Personal information
- Full name: Jade Sheedy
- Born: 18 December 1979 (age 46)
- Original team: Mildura Imperials
- Height: 181 cm (5 ft 11 in)
- Weight: 78 kg (172 lb)

Playing career^{1}
- Years: Club / Games (Goals)
- 2000–2012: Sturt / 255 (117)
- ^{1} Playing statistics correct to the end of 2012.

Career highlights
- SANFL premiership player: 2002; Magarey Medal: 2002; 3x SANFL premiership coach: 2020, 2021, 2026;

= Jade Sheedy =

Australian rules footballer

Jade Sheedy (born 18 December 1979) is a former Australian rules footballer who played with the Sturt Football Club in the South Australian National Football League (SANFL).

Recruited to Sturt from Mildura club Imperials in 2000, Sheedy was a member of the Sturt premiership team of 2002, a year he won the Magarey Medal with teammate Tim Weatherald. He was Sturt captain from 2007 to 2012 and captained the state football team in 2008 and 2009.

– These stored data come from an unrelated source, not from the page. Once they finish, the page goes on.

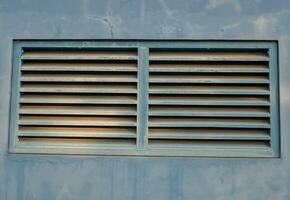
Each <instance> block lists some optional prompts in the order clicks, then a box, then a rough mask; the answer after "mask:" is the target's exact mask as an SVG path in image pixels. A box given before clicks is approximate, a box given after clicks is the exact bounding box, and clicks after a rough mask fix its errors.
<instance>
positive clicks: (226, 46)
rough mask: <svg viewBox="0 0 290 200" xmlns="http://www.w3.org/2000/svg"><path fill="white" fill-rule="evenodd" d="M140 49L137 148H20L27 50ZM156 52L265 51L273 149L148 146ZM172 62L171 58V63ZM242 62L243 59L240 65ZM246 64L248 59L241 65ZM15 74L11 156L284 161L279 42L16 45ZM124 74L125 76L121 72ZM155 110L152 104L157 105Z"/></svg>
mask: <svg viewBox="0 0 290 200" xmlns="http://www.w3.org/2000/svg"><path fill="white" fill-rule="evenodd" d="M33 48H35V49H36V48H39V49H46V48H55V49H59V48H62V49H64V50H65V49H70V48H73V49H82V48H88V49H99V48H104V49H112V48H118V49H123V48H124V49H130V50H131V49H138V51H137V52H138V54H137V60H136V61H137V63H138V64H137V67H138V69H137V94H136V95H137V105H136V109H137V115H136V117H137V119H136V145H134V146H130V147H124V146H117V145H116V146H114V147H111V148H107V147H102V146H98V145H91V144H89V145H80V146H76V145H72V146H71V144H70V143H63V144H62V143H61V142H60V144H53V145H52V144H47V143H45V142H44V143H43V142H42V143H27V144H21V143H20V142H19V137H20V136H18V135H17V128H18V123H19V106H20V92H19V89H20V79H21V72H20V69H21V60H20V57H21V54H22V53H23V50H25V49H33ZM152 49H154V50H176V49H179V50H202V51H209V50H210V51H212V50H213V51H214V50H215V49H226V50H227V51H230V50H232V49H237V50H239V49H242V50H241V51H243V50H245V49H251V50H253V51H256V50H266V51H267V52H268V56H269V60H267V61H265V60H263V59H261V60H260V61H261V62H264V61H265V62H268V63H269V65H268V66H269V82H270V83H269V87H270V88H269V90H270V93H269V96H270V102H269V103H270V106H269V107H270V115H271V116H270V141H269V143H270V148H249V149H245V148H238V147H215V146H206V145H201V146H193V147H192V146H190V147H186V148H176V147H174V146H173V147H161V146H160V147H159V146H158V145H157V148H155V147H153V146H150V145H149V135H148V134H149V125H148V124H149V119H148V118H149V117H148V116H149V112H150V111H149V105H150V98H149V95H150V94H149V90H150V89H149V88H150V86H149V79H150V75H149V73H150V64H149V62H150V58H149V57H150V56H149V54H150V51H151V50H152ZM146 57H147V58H146ZM169 61H170V59H169ZM237 61H239V60H237ZM241 61H242V62H247V61H246V60H241ZM12 63H13V64H12V65H13V69H12V78H11V104H10V125H9V129H10V130H9V152H10V153H24V154H27V153H29V154H30V153H32V154H73V155H127V156H174V157H182V156H189V157H276V158H277V157H280V130H279V77H278V75H279V71H278V43H277V42H276V41H191V40H189V41H182V40H180V41H174V40H172V41H165V40H156V41H155V40H154V41H153V40H136V41H134V40H128V41H119V40H118V41H111V40H88V41H82V40H58V41H56V40H14V42H13V62H12ZM122 73H123V72H122ZM153 105H154V104H153Z"/></svg>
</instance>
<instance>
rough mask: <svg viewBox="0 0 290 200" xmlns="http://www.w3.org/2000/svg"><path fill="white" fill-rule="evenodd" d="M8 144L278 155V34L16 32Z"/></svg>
mask: <svg viewBox="0 0 290 200" xmlns="http://www.w3.org/2000/svg"><path fill="white" fill-rule="evenodd" d="M12 69H13V73H12V89H11V91H12V92H11V104H10V105H11V107H10V109H11V115H10V138H9V152H12V153H45V154H86V155H89V154H94V155H130V156H214V157H279V156H280V152H279V149H280V143H279V139H280V138H279V137H280V135H279V92H278V89H279V79H278V45H277V42H275V41H189V40H183V41H177V40H175V41H169V40H166V41H165V40H160V41H158V40H150V41H149V40H130V41H123V40H116V41H111V40H16V41H14V42H13V68H12Z"/></svg>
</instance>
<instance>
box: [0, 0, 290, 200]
mask: <svg viewBox="0 0 290 200" xmlns="http://www.w3.org/2000/svg"><path fill="white" fill-rule="evenodd" d="M289 25H290V1H289V0H275V1H274V0H191V1H190V0H179V1H175V0H140V1H136V0H132V1H129V0H118V1H117V0H116V1H113V0H99V1H94V0H83V1H79V0H64V1H60V0H50V1H39V0H19V1H16V0H15V1H8V0H0V97H1V98H0V200H6V199H8V200H14V199H17V200H18V199H27V200H34V199H35V200H39V199H47V200H51V199H56V200H67V199H101V200H105V199H126V200H130V199H132V200H136V199H153V200H154V199H158V200H162V199H167V200H170V199H172V200H178V199H191V200H192V199H215V200H227V199H230V200H232V199H239V200H249V199H250V200H251V199H253V200H260V199H261V200H289V199H290V89H289V88H290V26H289ZM13 38H81V39H86V38H162V39H164V38H177V39H181V38H183V39H184V38H190V39H208V38H210V39H277V40H279V51H280V52H279V57H280V58H279V61H280V90H281V100H280V101H281V102H280V103H281V113H280V115H281V139H282V142H281V145H282V146H281V151H282V156H281V158H280V159H210V158H205V159H201V158H130V157H94V156H93V157H85V156H81V157H78V156H32V155H11V154H8V153H7V150H8V119H9V98H10V95H9V93H10V76H11V51H12V49H11V47H12V39H13Z"/></svg>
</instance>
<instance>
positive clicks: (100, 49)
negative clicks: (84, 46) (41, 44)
mask: <svg viewBox="0 0 290 200" xmlns="http://www.w3.org/2000/svg"><path fill="white" fill-rule="evenodd" d="M21 63H22V64H21V78H20V82H21V83H20V84H21V85H20V88H19V91H20V99H19V102H20V107H19V123H18V124H19V127H18V131H17V136H18V139H19V142H20V143H22V144H30V145H34V144H37V145H41V144H42V143H43V144H50V145H58V144H61V145H64V144H65V143H67V144H68V145H69V146H84V145H85V146H88V145H93V146H104V147H110V148H113V147H117V148H118V147H120V146H122V147H123V146H125V147H127V146H128V147H134V146H135V144H136V114H137V110H136V108H137V106H136V105H137V49H130V48H128V49H126V48H122V49H116V48H111V49H110V48H106V49H103V48H95V49H89V48H81V49H79V48H23V52H22V55H21Z"/></svg>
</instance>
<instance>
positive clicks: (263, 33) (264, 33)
mask: <svg viewBox="0 0 290 200" xmlns="http://www.w3.org/2000/svg"><path fill="white" fill-rule="evenodd" d="M254 24H255V27H256V30H257V33H258V34H259V35H263V34H265V33H266V32H267V30H268V26H269V21H268V20H267V18H266V17H265V16H259V17H258V18H257V19H256V20H255V21H254Z"/></svg>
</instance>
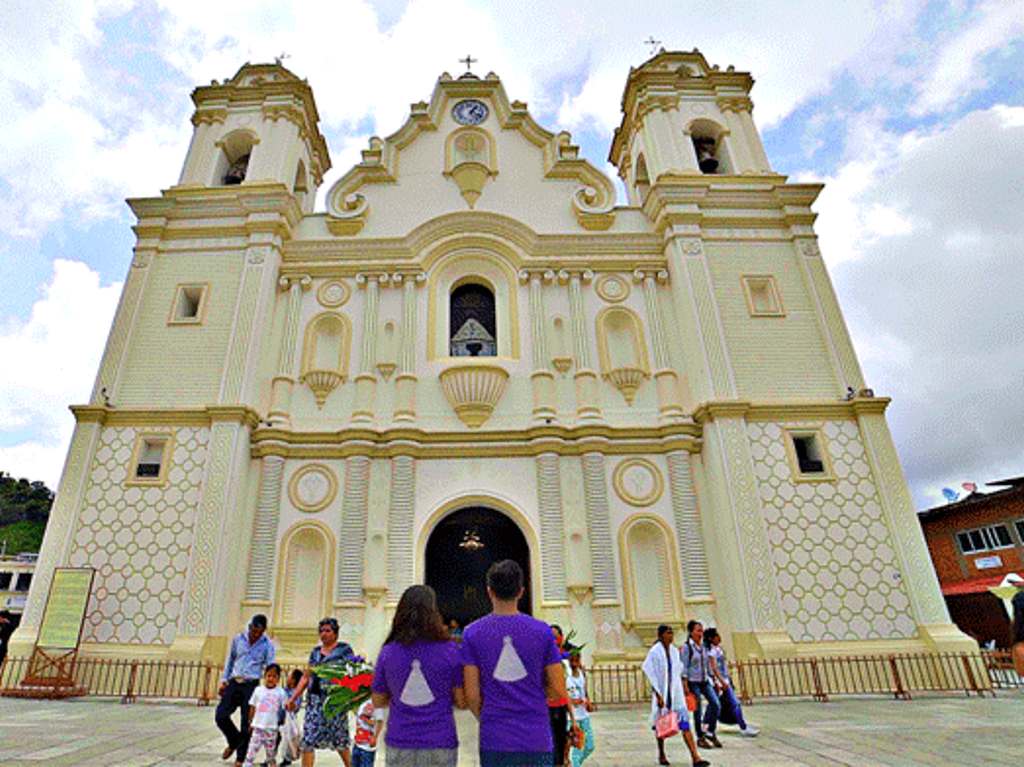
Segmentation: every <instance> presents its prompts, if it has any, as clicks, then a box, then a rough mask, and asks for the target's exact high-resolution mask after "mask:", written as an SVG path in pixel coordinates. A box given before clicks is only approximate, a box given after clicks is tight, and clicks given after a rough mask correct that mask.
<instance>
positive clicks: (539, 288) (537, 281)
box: [519, 269, 556, 424]
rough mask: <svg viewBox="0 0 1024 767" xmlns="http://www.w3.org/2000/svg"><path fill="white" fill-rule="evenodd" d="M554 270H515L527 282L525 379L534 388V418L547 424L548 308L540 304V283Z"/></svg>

Sheedy was appointed league coach of Woodville-West Torrens in 2020 and guided the Eagles to a Premiership in his first season at the helm, defeating North Adelaide by 39 points in the Grand Final.

In 2021, he coached the SANFL State team to victory over Western Australia at Adelaide Oval. Also in 2021 he became the first Woodville-West Torrens coach to lead the team to back to back premierships defeating minor premiers Glenelg at Adelaide Oval.